HARARE – Zapu leader and presidential candidate, Dumiso Dabengwa said yesterday President Robert Mugabe is too old to continue ruling Zimbabwe and should be retired, and also raised the prospect of an electoral pact with Prime Minister Morgan Tsvangirai before or after the July 31 poll.

In a no-holds barred interview with the Daily News journalists at the leading paper’s Trust Towers headquarters in Harare, Dabengwa — who has sealed a coalition pact with the smaller MDC led by Welshman Ncube — said a grand coalition with Tsvangirai, who poses the biggest challenge to Mugabe since the 89-year-old former guerrilla leader came to power in 1980, was still possible.

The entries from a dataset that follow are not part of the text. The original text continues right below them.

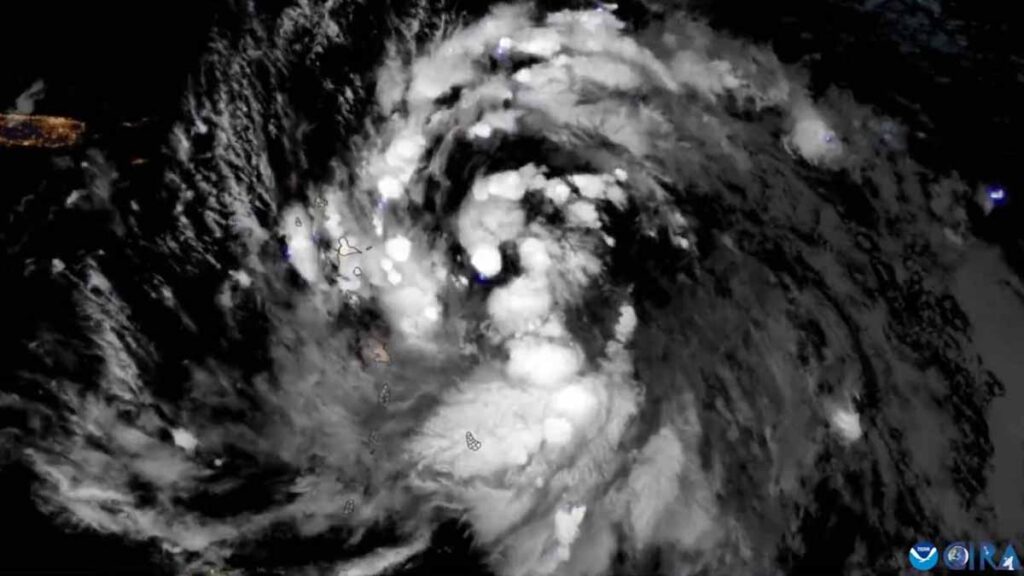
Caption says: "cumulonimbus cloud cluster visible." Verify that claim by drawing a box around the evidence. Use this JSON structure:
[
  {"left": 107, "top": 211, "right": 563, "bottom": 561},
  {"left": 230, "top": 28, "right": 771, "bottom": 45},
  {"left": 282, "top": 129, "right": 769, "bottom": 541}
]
[{"left": 16, "top": 5, "right": 978, "bottom": 576}]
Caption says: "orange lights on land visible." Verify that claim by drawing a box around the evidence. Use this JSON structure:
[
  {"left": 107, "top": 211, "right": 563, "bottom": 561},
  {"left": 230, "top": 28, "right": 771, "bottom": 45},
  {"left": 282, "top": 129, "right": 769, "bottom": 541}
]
[{"left": 0, "top": 114, "right": 85, "bottom": 148}]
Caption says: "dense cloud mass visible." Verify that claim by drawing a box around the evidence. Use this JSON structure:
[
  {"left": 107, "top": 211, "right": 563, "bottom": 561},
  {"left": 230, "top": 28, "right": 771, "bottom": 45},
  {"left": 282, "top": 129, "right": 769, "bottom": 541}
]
[{"left": 3, "top": 1, "right": 1012, "bottom": 576}]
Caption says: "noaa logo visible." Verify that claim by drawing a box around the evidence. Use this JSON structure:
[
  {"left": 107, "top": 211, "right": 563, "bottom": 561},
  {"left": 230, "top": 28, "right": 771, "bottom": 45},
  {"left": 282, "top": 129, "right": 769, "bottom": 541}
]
[
  {"left": 907, "top": 542, "right": 939, "bottom": 570},
  {"left": 945, "top": 542, "right": 971, "bottom": 570}
]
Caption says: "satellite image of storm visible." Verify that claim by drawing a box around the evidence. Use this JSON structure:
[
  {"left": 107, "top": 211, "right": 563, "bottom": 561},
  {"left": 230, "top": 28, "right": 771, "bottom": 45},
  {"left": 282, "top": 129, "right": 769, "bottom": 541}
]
[{"left": 0, "top": 0, "right": 1024, "bottom": 576}]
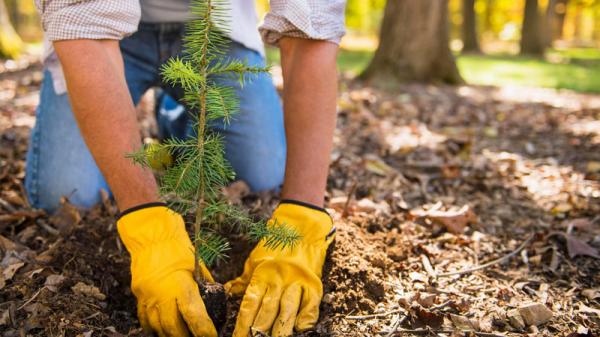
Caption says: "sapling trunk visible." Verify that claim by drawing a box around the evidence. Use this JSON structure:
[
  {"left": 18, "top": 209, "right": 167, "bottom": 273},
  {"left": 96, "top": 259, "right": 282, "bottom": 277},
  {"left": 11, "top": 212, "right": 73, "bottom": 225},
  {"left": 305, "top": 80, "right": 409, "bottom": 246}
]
[{"left": 129, "top": 0, "right": 300, "bottom": 325}]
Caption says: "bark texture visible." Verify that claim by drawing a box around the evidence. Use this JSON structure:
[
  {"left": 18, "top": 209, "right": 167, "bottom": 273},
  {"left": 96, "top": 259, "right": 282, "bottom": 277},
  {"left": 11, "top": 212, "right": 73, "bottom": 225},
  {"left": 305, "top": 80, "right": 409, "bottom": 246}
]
[
  {"left": 546, "top": 0, "right": 568, "bottom": 46},
  {"left": 361, "top": 0, "right": 463, "bottom": 87},
  {"left": 521, "top": 0, "right": 546, "bottom": 56},
  {"left": 462, "top": 0, "right": 481, "bottom": 53}
]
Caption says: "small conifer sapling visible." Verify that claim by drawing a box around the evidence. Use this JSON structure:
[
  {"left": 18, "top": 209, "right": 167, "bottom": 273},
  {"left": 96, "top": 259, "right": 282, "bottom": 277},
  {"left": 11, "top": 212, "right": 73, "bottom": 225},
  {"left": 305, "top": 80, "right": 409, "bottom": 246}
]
[{"left": 129, "top": 0, "right": 299, "bottom": 322}]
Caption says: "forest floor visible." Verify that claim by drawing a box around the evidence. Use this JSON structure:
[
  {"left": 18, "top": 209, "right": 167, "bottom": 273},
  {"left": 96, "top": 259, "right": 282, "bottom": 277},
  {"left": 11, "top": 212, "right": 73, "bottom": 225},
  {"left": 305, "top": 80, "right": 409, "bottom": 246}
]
[{"left": 0, "top": 59, "right": 600, "bottom": 337}]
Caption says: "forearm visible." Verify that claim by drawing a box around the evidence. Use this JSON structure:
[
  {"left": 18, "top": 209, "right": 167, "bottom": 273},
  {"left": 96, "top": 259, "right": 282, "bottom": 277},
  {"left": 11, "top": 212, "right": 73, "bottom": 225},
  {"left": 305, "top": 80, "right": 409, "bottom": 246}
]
[
  {"left": 54, "top": 40, "right": 158, "bottom": 210},
  {"left": 280, "top": 38, "right": 338, "bottom": 206}
]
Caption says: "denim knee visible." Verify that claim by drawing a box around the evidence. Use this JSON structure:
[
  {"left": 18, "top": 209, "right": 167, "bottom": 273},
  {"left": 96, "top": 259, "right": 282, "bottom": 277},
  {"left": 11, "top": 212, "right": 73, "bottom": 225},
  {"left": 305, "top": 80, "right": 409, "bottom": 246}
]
[{"left": 25, "top": 71, "right": 108, "bottom": 211}]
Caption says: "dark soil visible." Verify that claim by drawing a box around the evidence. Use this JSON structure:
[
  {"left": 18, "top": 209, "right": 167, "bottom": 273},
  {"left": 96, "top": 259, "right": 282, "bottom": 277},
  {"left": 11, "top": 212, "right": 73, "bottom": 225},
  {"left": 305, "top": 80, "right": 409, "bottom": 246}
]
[
  {"left": 0, "top": 59, "right": 600, "bottom": 337},
  {"left": 198, "top": 282, "right": 227, "bottom": 331}
]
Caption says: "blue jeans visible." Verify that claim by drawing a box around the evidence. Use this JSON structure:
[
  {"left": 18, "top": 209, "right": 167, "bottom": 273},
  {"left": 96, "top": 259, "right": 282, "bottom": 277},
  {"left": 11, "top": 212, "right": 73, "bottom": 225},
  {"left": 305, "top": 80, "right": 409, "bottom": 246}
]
[{"left": 25, "top": 23, "right": 286, "bottom": 211}]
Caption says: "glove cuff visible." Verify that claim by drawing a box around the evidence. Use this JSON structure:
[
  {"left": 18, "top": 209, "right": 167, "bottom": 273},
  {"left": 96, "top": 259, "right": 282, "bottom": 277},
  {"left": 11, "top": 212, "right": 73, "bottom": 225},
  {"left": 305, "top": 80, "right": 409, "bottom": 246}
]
[
  {"left": 279, "top": 199, "right": 329, "bottom": 215},
  {"left": 117, "top": 202, "right": 167, "bottom": 221},
  {"left": 117, "top": 203, "right": 192, "bottom": 255}
]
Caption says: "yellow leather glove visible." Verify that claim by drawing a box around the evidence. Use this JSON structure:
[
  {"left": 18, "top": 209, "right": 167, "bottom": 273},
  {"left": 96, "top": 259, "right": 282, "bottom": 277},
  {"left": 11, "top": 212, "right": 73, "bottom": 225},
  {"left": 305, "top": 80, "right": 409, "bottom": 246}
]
[
  {"left": 117, "top": 203, "right": 217, "bottom": 337},
  {"left": 225, "top": 200, "right": 335, "bottom": 337}
]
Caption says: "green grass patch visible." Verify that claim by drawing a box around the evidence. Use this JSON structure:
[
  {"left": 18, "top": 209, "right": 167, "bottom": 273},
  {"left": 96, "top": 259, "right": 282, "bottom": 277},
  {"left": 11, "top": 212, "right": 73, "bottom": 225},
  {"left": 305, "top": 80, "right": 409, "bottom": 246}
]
[
  {"left": 267, "top": 48, "right": 600, "bottom": 93},
  {"left": 457, "top": 53, "right": 600, "bottom": 93}
]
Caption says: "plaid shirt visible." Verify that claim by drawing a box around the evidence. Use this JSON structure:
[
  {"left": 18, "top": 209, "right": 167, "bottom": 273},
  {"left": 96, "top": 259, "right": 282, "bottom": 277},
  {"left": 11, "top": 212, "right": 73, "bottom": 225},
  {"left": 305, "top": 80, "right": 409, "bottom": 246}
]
[{"left": 35, "top": 0, "right": 346, "bottom": 44}]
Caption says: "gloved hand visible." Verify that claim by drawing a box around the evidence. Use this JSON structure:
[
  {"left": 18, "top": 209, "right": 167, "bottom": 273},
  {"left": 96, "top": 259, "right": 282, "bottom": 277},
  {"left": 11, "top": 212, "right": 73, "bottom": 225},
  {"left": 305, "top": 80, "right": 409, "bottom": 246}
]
[
  {"left": 225, "top": 200, "right": 335, "bottom": 337},
  {"left": 117, "top": 203, "right": 217, "bottom": 337}
]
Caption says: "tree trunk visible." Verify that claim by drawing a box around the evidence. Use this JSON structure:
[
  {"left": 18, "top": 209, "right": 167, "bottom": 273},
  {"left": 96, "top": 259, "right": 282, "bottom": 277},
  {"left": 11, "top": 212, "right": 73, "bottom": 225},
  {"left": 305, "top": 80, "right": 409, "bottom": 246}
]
[
  {"left": 462, "top": 0, "right": 481, "bottom": 53},
  {"left": 361, "top": 0, "right": 463, "bottom": 87},
  {"left": 553, "top": 0, "right": 569, "bottom": 40},
  {"left": 521, "top": 0, "right": 546, "bottom": 56},
  {"left": 546, "top": 0, "right": 568, "bottom": 46},
  {"left": 0, "top": 0, "right": 23, "bottom": 58}
]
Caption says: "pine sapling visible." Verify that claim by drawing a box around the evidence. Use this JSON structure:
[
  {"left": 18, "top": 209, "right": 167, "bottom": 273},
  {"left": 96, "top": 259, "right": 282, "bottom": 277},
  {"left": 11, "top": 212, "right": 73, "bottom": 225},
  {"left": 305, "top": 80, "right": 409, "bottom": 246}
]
[{"left": 129, "top": 0, "right": 299, "bottom": 318}]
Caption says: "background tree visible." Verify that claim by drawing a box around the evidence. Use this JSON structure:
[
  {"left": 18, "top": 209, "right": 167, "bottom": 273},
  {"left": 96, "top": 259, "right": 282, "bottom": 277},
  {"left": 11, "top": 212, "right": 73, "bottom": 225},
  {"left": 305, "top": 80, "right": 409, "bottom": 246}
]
[
  {"left": 520, "top": 0, "right": 546, "bottom": 55},
  {"left": 361, "top": 0, "right": 463, "bottom": 86},
  {"left": 0, "top": 0, "right": 23, "bottom": 58},
  {"left": 546, "top": 0, "right": 568, "bottom": 45},
  {"left": 462, "top": 0, "right": 481, "bottom": 53}
]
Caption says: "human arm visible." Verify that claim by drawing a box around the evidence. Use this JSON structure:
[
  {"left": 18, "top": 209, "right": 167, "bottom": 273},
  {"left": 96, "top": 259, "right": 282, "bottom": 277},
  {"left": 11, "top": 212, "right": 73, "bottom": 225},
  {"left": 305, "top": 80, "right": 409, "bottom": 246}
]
[
  {"left": 43, "top": 0, "right": 216, "bottom": 337},
  {"left": 225, "top": 1, "right": 343, "bottom": 337}
]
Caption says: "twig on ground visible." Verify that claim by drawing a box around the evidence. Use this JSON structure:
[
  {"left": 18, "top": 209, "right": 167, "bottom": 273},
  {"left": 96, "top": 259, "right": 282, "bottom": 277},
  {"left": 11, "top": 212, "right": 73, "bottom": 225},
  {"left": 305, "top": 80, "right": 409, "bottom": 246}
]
[
  {"left": 421, "top": 254, "right": 437, "bottom": 278},
  {"left": 385, "top": 316, "right": 408, "bottom": 337},
  {"left": 342, "top": 180, "right": 358, "bottom": 218},
  {"left": 17, "top": 286, "right": 46, "bottom": 310},
  {"left": 429, "top": 300, "right": 454, "bottom": 311},
  {"left": 437, "top": 234, "right": 533, "bottom": 277},
  {"left": 380, "top": 329, "right": 506, "bottom": 337},
  {"left": 344, "top": 307, "right": 405, "bottom": 321}
]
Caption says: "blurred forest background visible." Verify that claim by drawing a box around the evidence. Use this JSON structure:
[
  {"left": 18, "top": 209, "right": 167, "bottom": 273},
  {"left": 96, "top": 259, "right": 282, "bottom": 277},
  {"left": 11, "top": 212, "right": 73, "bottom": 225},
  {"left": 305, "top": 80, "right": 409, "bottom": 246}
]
[{"left": 0, "top": 0, "right": 600, "bottom": 92}]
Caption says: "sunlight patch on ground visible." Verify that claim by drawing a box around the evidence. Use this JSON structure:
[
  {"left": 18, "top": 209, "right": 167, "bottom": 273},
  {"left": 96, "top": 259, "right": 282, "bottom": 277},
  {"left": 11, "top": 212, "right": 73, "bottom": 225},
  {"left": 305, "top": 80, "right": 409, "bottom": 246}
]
[{"left": 483, "top": 149, "right": 600, "bottom": 214}]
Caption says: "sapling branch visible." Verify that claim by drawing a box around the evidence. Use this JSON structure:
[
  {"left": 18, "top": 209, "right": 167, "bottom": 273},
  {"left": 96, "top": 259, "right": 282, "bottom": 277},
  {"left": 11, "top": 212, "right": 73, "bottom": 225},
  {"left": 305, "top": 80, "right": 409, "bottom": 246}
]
[{"left": 128, "top": 0, "right": 300, "bottom": 283}]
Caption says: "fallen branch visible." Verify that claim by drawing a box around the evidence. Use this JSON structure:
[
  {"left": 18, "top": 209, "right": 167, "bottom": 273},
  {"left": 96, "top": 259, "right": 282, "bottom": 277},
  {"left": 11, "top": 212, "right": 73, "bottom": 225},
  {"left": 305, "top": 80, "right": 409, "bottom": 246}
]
[
  {"left": 344, "top": 308, "right": 405, "bottom": 321},
  {"left": 379, "top": 329, "right": 506, "bottom": 337},
  {"left": 437, "top": 234, "right": 533, "bottom": 277},
  {"left": 385, "top": 316, "right": 408, "bottom": 337},
  {"left": 17, "top": 286, "right": 46, "bottom": 310}
]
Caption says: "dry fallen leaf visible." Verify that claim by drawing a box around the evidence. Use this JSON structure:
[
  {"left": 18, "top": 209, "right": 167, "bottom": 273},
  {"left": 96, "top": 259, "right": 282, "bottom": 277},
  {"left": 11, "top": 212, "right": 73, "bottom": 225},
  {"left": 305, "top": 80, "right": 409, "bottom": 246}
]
[
  {"left": 581, "top": 288, "right": 600, "bottom": 301},
  {"left": 410, "top": 205, "right": 477, "bottom": 234},
  {"left": 71, "top": 282, "right": 106, "bottom": 301},
  {"left": 44, "top": 274, "right": 66, "bottom": 292},
  {"left": 548, "top": 232, "right": 600, "bottom": 259},
  {"left": 0, "top": 262, "right": 25, "bottom": 289},
  {"left": 519, "top": 303, "right": 553, "bottom": 326},
  {"left": 363, "top": 154, "right": 395, "bottom": 177},
  {"left": 50, "top": 198, "right": 81, "bottom": 235}
]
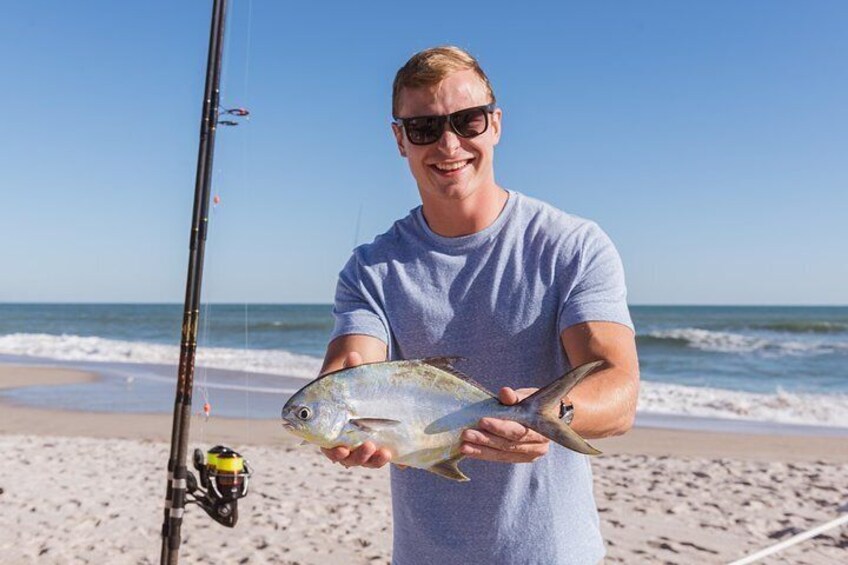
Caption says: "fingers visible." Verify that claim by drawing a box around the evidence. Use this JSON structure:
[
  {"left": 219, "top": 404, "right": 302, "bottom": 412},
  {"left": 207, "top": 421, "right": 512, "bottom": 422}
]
[
  {"left": 321, "top": 441, "right": 392, "bottom": 469},
  {"left": 459, "top": 430, "right": 549, "bottom": 462},
  {"left": 477, "top": 418, "right": 548, "bottom": 443},
  {"left": 459, "top": 434, "right": 548, "bottom": 463},
  {"left": 321, "top": 446, "right": 350, "bottom": 463},
  {"left": 342, "top": 351, "right": 362, "bottom": 369}
]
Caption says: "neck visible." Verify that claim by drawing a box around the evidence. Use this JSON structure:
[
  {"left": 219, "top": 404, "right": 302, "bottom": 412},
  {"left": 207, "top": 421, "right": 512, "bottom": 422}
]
[{"left": 422, "top": 183, "right": 509, "bottom": 237}]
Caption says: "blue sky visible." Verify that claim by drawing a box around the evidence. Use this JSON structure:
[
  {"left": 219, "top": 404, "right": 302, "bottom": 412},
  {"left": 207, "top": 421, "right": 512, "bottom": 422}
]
[{"left": 0, "top": 0, "right": 848, "bottom": 304}]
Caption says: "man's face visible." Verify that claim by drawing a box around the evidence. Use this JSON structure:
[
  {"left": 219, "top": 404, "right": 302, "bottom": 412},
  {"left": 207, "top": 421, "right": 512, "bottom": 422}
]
[{"left": 393, "top": 70, "right": 501, "bottom": 203}]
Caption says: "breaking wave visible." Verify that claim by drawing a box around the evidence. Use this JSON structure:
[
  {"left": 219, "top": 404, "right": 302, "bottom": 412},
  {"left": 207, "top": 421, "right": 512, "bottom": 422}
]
[
  {"left": 0, "top": 333, "right": 321, "bottom": 379},
  {"left": 638, "top": 381, "right": 848, "bottom": 427},
  {"left": 639, "top": 328, "right": 848, "bottom": 355}
]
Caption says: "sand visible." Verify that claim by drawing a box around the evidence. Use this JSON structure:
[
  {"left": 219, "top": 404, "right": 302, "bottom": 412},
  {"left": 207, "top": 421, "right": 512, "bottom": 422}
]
[{"left": 0, "top": 366, "right": 848, "bottom": 565}]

He said “nothing is cast in stone”.

“I think everyone in Zimbabwe is agreed that the poor old man is old enough that he should be allowed to retire with honour if it is possible,” Dabengwa said.

Mugabe, at 89 the world’s second oldest head of State, is seeking a fresh term at the helm of the troubled country.

Zimbabwe’s pro-democracy opposition has so far failed to forge a united front that analysts say is necessary for those trying to beat the country’s long-serving president.

Dabengwa had earlier balked at a PM-backed plan that would create room for him in a new government.
But with domestic pressure mounting, Dabengwa said he was willing to negotiate a compromise that would present a united front that ushers in a new governance paradigm.

He says Zapu had backed the idea of a coalition as far back as December, but there were no takers for the proposal.

“Zapu is for a grand coalition,” said Dabengwa, who once boasted of having scuttled Tsvangirai’s outright win in the March 2008 vote when he teamed up with Mavambo/Kusile/Dawn (MKD) president Simba Makoni, who has since entered into an electoral pact with the PM.

“What happened in 2008 is water under the bridge and it is gone with the sea,” Dabengwa said.

“I said now we must sit down together and must be able to look at what is best for the country. We are going out of the way to form a coalition before the     elections but in most circumstances, they are formed after elections.”

With Makoni already in an election pact with Tsvangirai, Dabengwa says there is need for smaller opposition parties to coalesce and draft programmes that would ensure people participate fully in the governance of their provinces through devolution of power.

He said his party still believes a grand coalition with Tsvangirai was still possible as long as it benefits the people of Zimbabwe.

Asked whether fielding five presidential candidates is in the best interests of the country, Dabengwa said Tsvangirai’s MDC only approached him at the 11th hour on the eve of the sitting of the Nomination Court, making it difficult for him to consider the proposal.

The ex-Home Affairs minister said the goal of the grand coalition must not only be to remove Mugabe from power, but should also tie all loose ends to prevent another agreement similar to the PF Zapu and Zanu PF Unity Accord that was signed in 1987 to end a vicious civil war that claimed an estimated 20 000 civilians mainly from the Midlands and Matabeleland regions.

“We are not saying Mugabe is the only obstacle to the development of Zimbabwe,” Dabengwa said.

“But we think we should put our heads together towards allowing our people to participate in the governance of their country.”

Asked who he would back if Zimbabwe was to go for a run-off vote, the former Zipra intelligence supremo said he would go with Tsvangirai.

“We told Morgan that unfortunately the time factor did not allow us to consider his proposal positively but let us go with elections but when the results come out whoever among us is in the run-off, we are going to come and support him,” Dabengwa said.

“I said the same things to Morgan in 2008.”

Dabengwa said he believed Mugabe was the biggest obstacle to the country’s development and that given his advanced age; he could no longer carry the hopes of a nation that has endured decades of economic stagnation owing to a crisis of governance created by his administration.

Dabengwa, whose Zapu outfit pulled out from the Unity Accord in 2008, revealed that Zapu is leaving nothing to chance as it negotiates a power pact with Tsvangirai since it has firsthand experience of playing second fiddle in a political arrangement.

“The reason why we are being very careful in the negotiations is because of how we were treated in the Unity Accord which condemned Zapu to a second choice position where we could only have a vice president,” Dabengwa said.

“This is why we are making sure we have all the safety valves because once beaten, twice shy.”